Starmer’s said those who deny the existence of antisemitism or that it was greatly exaggerated are part of the problem. Corbyn was suspended for contradicting this – for telling the truth. The suspension is not about fighting antisemitism within Labour, it is an attempt to destroy free speech, shut down discussion and provide a catch-all charge for anyone daring to express even the mildest dissent.

It is precisely on this issue the left so far has failed to confront the right-wing. Corbyn’s statement should be fully and unequivocally endorsed by the left, and by every left affiliated union leader and MP. Those spineless, deceitful “lefts” who are acting as apologists for the suspension by criticising Corbyn’s wholly justified statement on the EHRC Report are effectively advising him to issue a grovelling apology, an humiliating capitulation that would embolden the right-wing to even greater excesses.               

Organise the fightback now

Past errors must be confronted. Under Corbyn’s leadership the Labour left naively pushed the idea, despite all the evidence to the contrary, that “unity” with the right-wing was possible. The right-wing reacted to such appeals with open contempt. Failure to drive through mandatory reselection was a catastrophic mistake. In pulling back from holding the Parliamentary Labour Party to the most basic democratic accountability, the Blairite bureaucracy were encouraged and emboldened.

Supplicatory appeals to Starmer for “party unity” won’t work. This will not be settled “amicably” or with appeals to goodwill. There can be no unity with people conducting a witch-hunt, they must be taken on and defeated. The right-wing will pursue a scorched earth policy and destroy the party rather that allowing the left to reclaim the party. But while that process has begun, it is some way from completion and the left’s response is the most important factor in determining the outcome.

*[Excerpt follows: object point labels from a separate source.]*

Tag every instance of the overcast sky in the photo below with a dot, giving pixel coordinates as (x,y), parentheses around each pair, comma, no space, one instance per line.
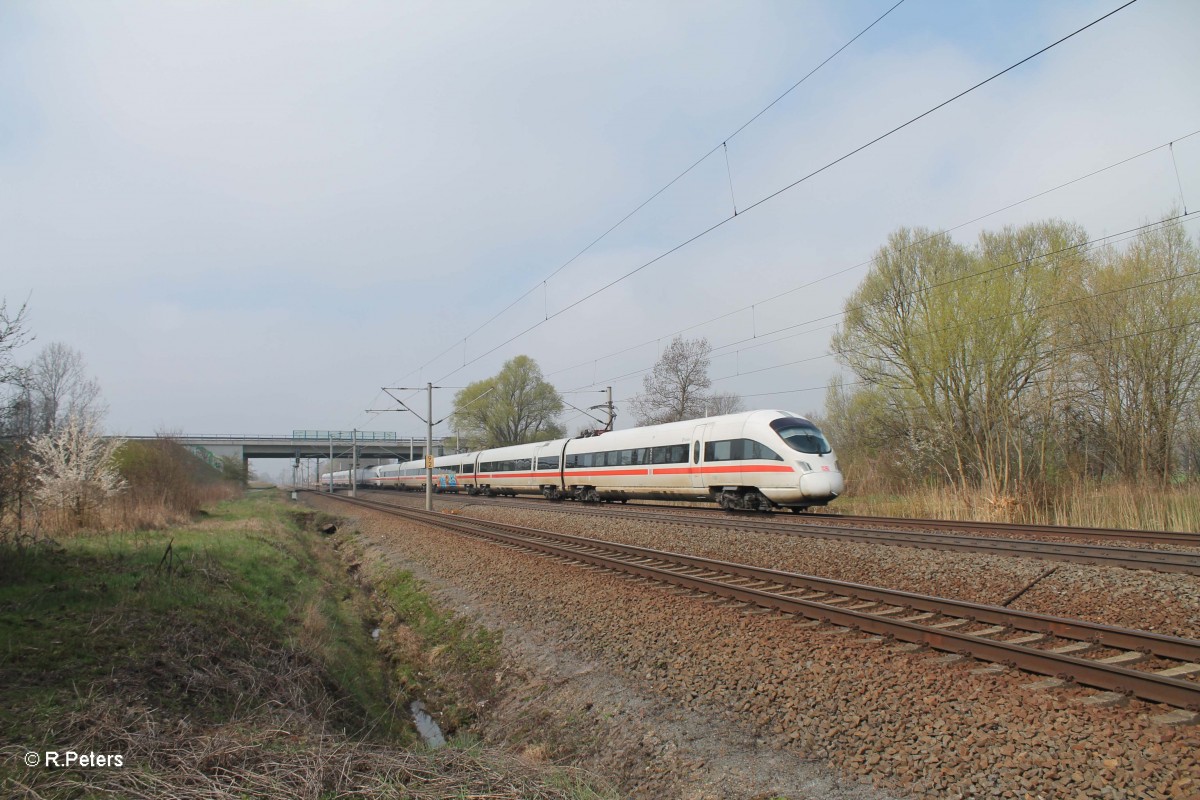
(250,216)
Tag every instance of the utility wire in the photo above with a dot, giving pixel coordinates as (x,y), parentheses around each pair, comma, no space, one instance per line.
(790,186)
(994,271)
(865,263)
(665,187)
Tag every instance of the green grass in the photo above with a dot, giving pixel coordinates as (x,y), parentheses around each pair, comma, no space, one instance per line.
(190,620)
(233,657)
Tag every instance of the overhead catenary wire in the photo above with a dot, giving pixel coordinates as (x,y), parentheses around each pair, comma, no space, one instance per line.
(873,260)
(1102,241)
(787,187)
(669,185)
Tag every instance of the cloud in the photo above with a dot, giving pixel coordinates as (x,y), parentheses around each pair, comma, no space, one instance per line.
(250,218)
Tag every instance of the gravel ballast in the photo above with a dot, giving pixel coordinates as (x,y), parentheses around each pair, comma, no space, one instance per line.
(673,696)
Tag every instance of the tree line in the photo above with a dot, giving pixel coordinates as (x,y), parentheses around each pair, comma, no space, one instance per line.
(1029,359)
(58,471)
(519,405)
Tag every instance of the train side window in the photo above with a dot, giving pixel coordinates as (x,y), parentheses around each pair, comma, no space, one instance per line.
(762,451)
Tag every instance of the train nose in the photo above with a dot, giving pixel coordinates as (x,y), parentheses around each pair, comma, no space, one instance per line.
(821,485)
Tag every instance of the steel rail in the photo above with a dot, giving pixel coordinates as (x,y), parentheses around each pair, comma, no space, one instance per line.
(1123,534)
(925,625)
(1095,554)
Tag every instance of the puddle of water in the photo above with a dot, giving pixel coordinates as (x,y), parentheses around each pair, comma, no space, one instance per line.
(425,726)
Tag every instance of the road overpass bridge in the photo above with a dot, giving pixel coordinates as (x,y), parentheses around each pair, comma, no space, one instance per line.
(339,445)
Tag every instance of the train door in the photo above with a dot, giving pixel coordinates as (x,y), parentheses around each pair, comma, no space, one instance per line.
(695,456)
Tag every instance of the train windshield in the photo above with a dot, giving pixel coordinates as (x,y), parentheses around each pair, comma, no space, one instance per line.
(802,434)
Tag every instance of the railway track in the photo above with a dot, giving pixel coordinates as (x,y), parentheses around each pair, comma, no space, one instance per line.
(1098,554)
(1150,666)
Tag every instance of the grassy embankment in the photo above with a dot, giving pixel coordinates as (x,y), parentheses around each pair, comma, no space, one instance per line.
(233,657)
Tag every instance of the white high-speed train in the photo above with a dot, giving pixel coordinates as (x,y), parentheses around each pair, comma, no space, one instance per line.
(751,461)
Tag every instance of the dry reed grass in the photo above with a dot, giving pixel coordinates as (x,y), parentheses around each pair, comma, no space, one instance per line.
(1119,505)
(275,753)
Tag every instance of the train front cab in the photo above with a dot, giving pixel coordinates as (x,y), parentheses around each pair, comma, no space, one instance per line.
(765,462)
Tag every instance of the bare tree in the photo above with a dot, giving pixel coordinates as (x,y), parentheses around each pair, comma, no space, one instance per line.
(59,389)
(76,468)
(676,389)
(513,407)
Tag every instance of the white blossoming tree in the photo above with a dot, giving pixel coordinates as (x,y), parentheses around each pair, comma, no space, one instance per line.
(76,469)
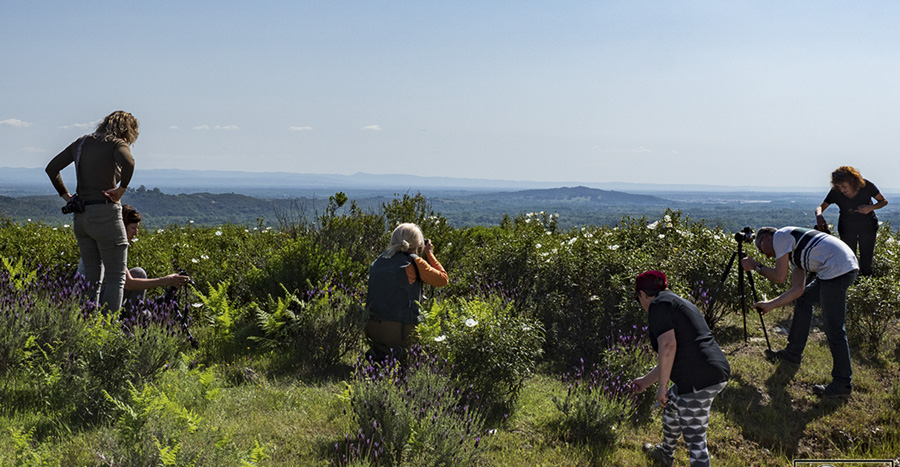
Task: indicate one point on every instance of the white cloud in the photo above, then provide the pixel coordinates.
(639, 149)
(82, 126)
(15, 123)
(217, 127)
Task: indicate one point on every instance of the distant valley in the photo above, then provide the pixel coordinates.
(217, 197)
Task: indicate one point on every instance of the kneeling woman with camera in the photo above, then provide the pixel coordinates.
(102, 161)
(395, 290)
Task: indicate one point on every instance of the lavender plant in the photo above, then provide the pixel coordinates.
(411, 415)
(600, 397)
(60, 353)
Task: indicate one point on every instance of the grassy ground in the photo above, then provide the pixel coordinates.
(767, 415)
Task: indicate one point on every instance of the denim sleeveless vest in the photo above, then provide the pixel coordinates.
(390, 296)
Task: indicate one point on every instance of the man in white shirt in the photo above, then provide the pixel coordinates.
(835, 264)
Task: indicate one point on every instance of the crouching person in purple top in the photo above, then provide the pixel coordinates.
(688, 356)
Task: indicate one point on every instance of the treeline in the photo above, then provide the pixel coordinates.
(160, 209)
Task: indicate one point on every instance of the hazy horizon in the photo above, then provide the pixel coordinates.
(762, 93)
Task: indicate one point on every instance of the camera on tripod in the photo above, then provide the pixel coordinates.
(745, 235)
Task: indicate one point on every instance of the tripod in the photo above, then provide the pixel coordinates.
(744, 236)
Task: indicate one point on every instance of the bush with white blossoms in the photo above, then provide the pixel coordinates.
(492, 349)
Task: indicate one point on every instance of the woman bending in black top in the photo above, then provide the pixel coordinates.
(857, 223)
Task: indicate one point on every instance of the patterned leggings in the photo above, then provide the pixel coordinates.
(688, 415)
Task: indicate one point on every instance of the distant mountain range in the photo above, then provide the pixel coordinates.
(33, 181)
(578, 194)
(576, 206)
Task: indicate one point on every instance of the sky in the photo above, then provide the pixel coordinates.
(758, 93)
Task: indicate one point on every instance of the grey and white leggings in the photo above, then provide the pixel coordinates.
(688, 415)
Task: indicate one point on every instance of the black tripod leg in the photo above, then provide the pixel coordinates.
(761, 322)
(715, 295)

The left must demand the suspension is immediately and unconditionally lifted. Demand the EHRC report is openly and democratically debated in the party – no silencing of debate. Left unions leaders and MPs should confront Starmer and tell him to either lift the suspension or face votes of no confidence with the purpose of launching a leadership election to remove him. Mandatory reselection should be re-raised and prioritised as a policy. This is the bare minimum to show serious intent.   

If the counter-revolution in Labour is not challenged, a rout of the left cannot be ruled out. In such circumstances calls for a new workers’ party will gain even greater currency. Demands for union disaffiliation from Labour will grow. New forces entering struggle to fight in this period will look to their traditional organisations, the trade unions, including those affiliated to Labour. These workers and youth will demand effective political representation and left union leaders who argue Labour is still the best vehicle to represent the interests of our members and our class will need to explain if that is so why then was it abandoned without a fight.       

This struggle is unfolding in a period of multiple crises and rapid shifts in consciousness, not in the relative calm of the 1990’s. The right-wing have nothing to offer the working class but the status quo of austerity, cuts and privatisation. The lack of confidence on the Labour left to seriously confront these attacks is in large part explained by the current relative weakness of Marxist ideas and forces in our movement. Despite this, the fightback must be organised now, inside and outside the party, in order to build the type of united front and the widest alliance on a socialist programme that can challenge and defeat both the witch-hunt and the Tories themselves.